Why do most moons keep one face pointed toward their central planet?
It's called tidal Locking:
Tidal locking explanation
Tidal locking (also called gravitational locking or captured rotation) occurs when the gravitational gradient makes one hemisphere of a revolving astronomical body constantly face the partner body. This effect is known as synchronous rotation. A tidally locked body takes just as long to rotate around its own axis as it does to revolve around its partner. For example, the same side of the Moon always faces the Earth. Usually, only the satellite is tidally locked to the larger body. However, if both the mass difference between the two bodies and the distance between them are relatively small, each may be tidally locked to the other; this is the case for Pluto and Charon. This effect is employed to stabilize some artificial satellites....
below from: Answers.com
Best Answer: This is actually the case for nearly all moons of the solar system of any significant size.

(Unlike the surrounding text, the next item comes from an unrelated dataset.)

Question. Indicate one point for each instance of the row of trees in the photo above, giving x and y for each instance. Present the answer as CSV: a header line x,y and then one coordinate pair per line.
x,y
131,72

The reason for tidal locking is that gravity is significantly non-uniform across the target body (moon). The nearest part of the moon (not necessarily Earth's moon) is closer to its host planet than the farther side of the moon, and thus the nearest part of the moon experiences a greater gravitational force per unit mass. As the moon responds to the associated gravitational fields, the near side leads and the far side lags, and the entire moon stretches out as a whole. This distorts the shape of the moon along the line from planet to moon.
If enabled to swing like a pendulum, which it initially will be, a distorted moon will have its equilibrium position when the stretching line is in line with the line to the planet. Torque from the gravitational forces on this warped moon will restore it to this equilibrium position. This is where the moon will settle once the initial rotational energy dissipates internally as tidal heating. Anytime the moon swings out of this equilibrium position, a new set of tidal stresses squish and squash it, converting the rotational energy into thermal energy. The ultimate ending is that the bodies become tidally locked to one another. Usually, the satellite body tidally locks LONG BEFORE the host body does.
The sun is so far away that its gravitational forces are so uniform that the tidal influence is insignificant on the moon's motion. Earth's tidal influence is a lot more important.